2. перед судебным следователем моего района
3. перед парторгом МОССХа, возглавляющим борьбу с импрессионизмом.
* * *
Знакомая старая врач-психиатр рассказывала:
— Мне приходилось прятать от мужа то, что он доживает последние дни. Я часто пыталась его утешить: «Ну, что тебе цепляться за эту тяжелую жизнь? Что в ней хорошего? Мучения, страдания. Нет радости. Редко дни душевного покоя». А он тихо отвечал: «Нет, нет. Ты не права. Есть радости. А первый снежок? А ранняя зелень? А весеннее море и солнце? Нет, ты не права».
* * *
Перед смертью Осмеркин мне заявил: «Если на том свете я встречу Сашку Герасимова, я подойду и обязательно плюну в его ряшку»
* * *
Смерть Осмеркина
1953, 27 июня (суббота)
Белорусская железная дорога, станция Пионерская.
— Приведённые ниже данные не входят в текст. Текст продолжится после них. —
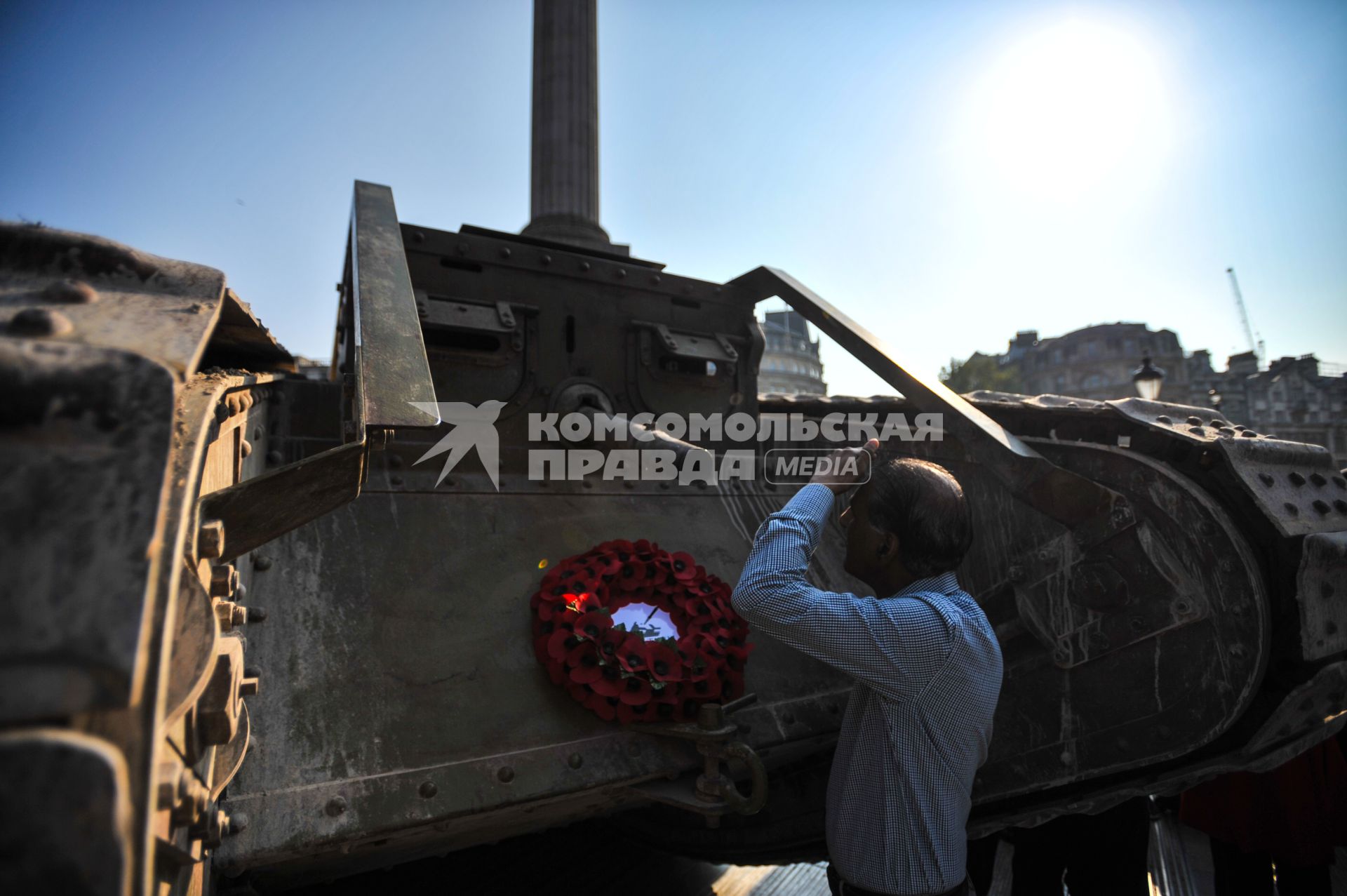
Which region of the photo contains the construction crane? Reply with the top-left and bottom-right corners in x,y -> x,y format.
1226,268 -> 1264,366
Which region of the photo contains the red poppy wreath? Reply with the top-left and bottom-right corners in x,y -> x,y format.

Приехал Шура Разумный и передал печальную, давно ожидавшуюся, весть – умер Осмеркин. Поспешили в Москву в Банковский переулок, на ул. Кирова. Надя нас не пустила в мастерскую, где стоял гроб с телом. «Не стоит, – тихо сказала она – не хорош он. Жара сильно разложила. Лицо все в красных пятнах, и дух пошел».
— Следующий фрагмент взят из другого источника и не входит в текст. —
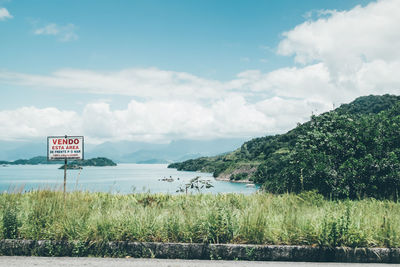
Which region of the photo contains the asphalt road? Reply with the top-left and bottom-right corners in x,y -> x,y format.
0,256 -> 399,267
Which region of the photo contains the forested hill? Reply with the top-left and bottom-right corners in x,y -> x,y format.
169,95 -> 400,200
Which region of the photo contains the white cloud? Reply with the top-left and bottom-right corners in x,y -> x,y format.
0,107 -> 81,140
0,7 -> 13,21
0,96 -> 296,143
0,68 -> 224,99
33,23 -> 78,42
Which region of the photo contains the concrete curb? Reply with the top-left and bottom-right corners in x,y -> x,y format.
0,239 -> 400,263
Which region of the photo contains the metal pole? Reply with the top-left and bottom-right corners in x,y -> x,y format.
64,159 -> 67,199
64,135 -> 67,201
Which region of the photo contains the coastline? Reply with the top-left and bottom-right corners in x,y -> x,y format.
215,175 -> 254,184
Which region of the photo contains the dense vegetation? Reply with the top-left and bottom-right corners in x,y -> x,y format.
170,95 -> 400,200
0,191 -> 400,247
60,157 -> 117,169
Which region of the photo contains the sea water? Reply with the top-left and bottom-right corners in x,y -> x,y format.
0,164 -> 258,194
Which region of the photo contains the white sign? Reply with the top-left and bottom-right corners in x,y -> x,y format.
47,136 -> 83,160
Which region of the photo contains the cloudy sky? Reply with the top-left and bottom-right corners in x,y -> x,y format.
0,0 -> 400,143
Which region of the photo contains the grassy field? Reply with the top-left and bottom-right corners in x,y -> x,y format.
0,190 -> 400,247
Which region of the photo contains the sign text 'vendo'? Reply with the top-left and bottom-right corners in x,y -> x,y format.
47,136 -> 83,160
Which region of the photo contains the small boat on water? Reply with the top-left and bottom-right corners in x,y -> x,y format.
158,176 -> 174,182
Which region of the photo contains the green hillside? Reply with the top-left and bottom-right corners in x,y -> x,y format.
169,95 -> 400,200
59,157 -> 117,169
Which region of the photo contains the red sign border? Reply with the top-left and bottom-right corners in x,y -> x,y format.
47,135 -> 85,161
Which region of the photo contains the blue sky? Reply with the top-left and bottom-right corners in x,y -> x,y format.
0,0 -> 399,142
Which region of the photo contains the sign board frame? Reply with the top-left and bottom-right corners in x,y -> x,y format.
47,135 -> 85,161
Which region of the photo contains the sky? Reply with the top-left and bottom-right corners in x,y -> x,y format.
0,0 -> 400,144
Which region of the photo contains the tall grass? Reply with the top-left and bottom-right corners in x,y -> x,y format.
0,190 -> 400,247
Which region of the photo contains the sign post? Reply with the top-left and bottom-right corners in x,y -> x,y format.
47,135 -> 84,197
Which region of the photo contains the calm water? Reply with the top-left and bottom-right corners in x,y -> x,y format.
0,164 -> 257,194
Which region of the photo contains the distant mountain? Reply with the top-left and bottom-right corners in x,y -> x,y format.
0,156 -> 64,165
0,138 -> 246,163
59,157 -> 117,169
85,138 -> 245,163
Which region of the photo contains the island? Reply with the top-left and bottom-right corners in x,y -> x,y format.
0,156 -> 117,169
59,157 -> 117,169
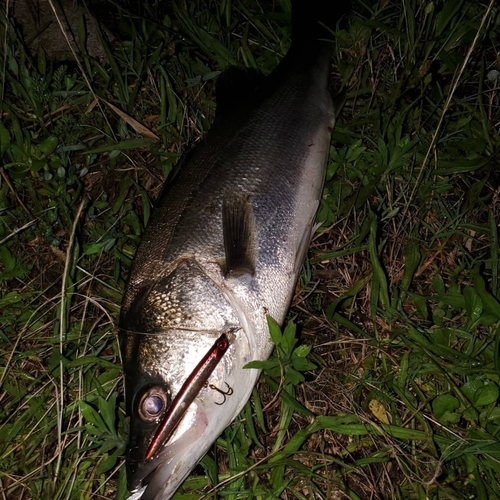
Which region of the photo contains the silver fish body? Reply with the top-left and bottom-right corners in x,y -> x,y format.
120,1 -> 346,500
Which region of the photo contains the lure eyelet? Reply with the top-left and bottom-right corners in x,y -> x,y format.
137,386 -> 169,422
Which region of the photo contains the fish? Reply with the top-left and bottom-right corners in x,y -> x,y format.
119,0 -> 347,500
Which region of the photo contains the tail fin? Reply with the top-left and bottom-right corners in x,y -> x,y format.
292,0 -> 350,45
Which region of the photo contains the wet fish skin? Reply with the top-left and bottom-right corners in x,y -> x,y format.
120,0 -> 345,500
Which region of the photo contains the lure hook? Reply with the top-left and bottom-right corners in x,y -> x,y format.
208,382 -> 234,406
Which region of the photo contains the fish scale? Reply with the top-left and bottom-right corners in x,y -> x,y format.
120,0 -> 345,500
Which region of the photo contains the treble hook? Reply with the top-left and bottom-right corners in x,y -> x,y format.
208,382 -> 234,406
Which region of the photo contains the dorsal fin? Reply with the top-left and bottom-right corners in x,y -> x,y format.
222,194 -> 255,277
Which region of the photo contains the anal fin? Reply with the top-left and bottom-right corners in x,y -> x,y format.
222,194 -> 255,277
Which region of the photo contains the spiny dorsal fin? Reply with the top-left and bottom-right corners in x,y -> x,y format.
222,194 -> 255,277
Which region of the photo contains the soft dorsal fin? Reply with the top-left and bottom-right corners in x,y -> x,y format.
222,194 -> 255,277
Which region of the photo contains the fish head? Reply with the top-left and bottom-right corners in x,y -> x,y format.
120,263 -> 259,500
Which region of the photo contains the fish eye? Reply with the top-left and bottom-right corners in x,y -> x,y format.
138,386 -> 169,422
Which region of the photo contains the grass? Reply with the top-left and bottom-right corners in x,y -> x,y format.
0,0 -> 500,500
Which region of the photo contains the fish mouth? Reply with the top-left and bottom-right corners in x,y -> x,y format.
127,333 -> 233,500
146,333 -> 229,460
127,402 -> 208,500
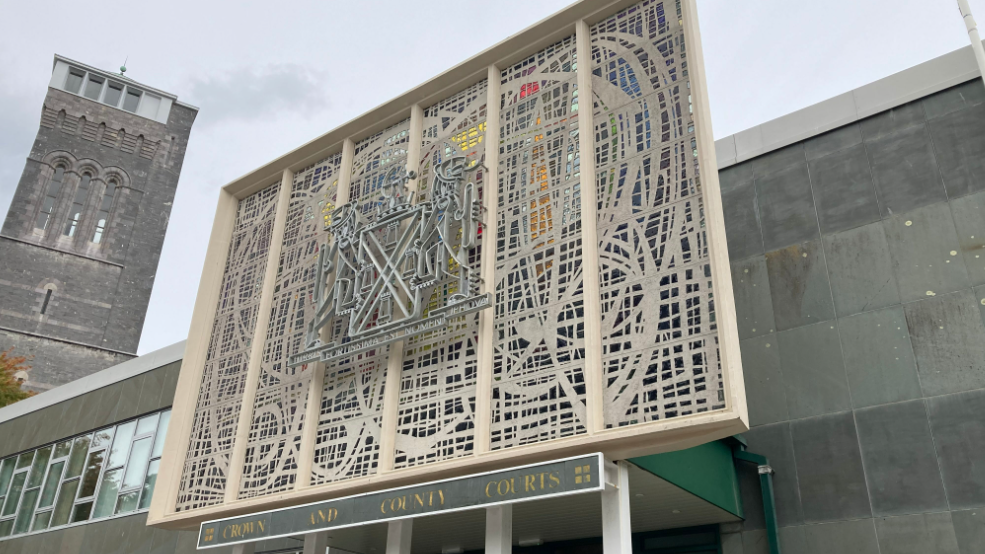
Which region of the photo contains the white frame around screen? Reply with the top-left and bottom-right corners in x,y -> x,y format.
148,0 -> 748,529
0,408 -> 171,541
В квартире Гальпериной, его второй жены, уже были Фальк, Фейгин, Хазанов, его две дочери и какие-то незнакомые женщины.
Надя (мы ей передали букеты цветов, купленных нами на рынке) рассказала, как он умер:
— Сидел на этюде в соломенной шапочке и писал. Я сбегала на кухню Дома отдыха, чтобы приготовить чего-нибудь. Возвращаюсь к Шуре и еще издали вижу — нет его шапочки. Думаю, сам пошел поесть чего-нибудь. Подхожу ближе — лежит на земле. Этюд на мольберте стоит рядом. Я бросилась к нему. Рот искривлен, глаза не вращаются. Что делать? Сама не донесу. Смотрю, идут мужчины от строящегося здания. Я их упросила. Они его принесли. Уложили в постель. В правой руке зажатой была кисть с краской. Просит карандаша и бумаги. Написал — кушать хочу. Даю ему ягод, но он глотать не может. Вот горе, думаю, паралич горла. Потом, смотрю, он хрипит, в горле что-то как будто переливается и булькает. Взяла я его голову в руки, и тут я поняла, что он умирает. Дыхание все хуже и хуже. Прибежала врачиха. Хотела пиявки ставить, сделала укол. Но Шуре все хуже и хуже. Глаза закатились кверху. Дыхание стихло, и он тихо умер у меня на руках.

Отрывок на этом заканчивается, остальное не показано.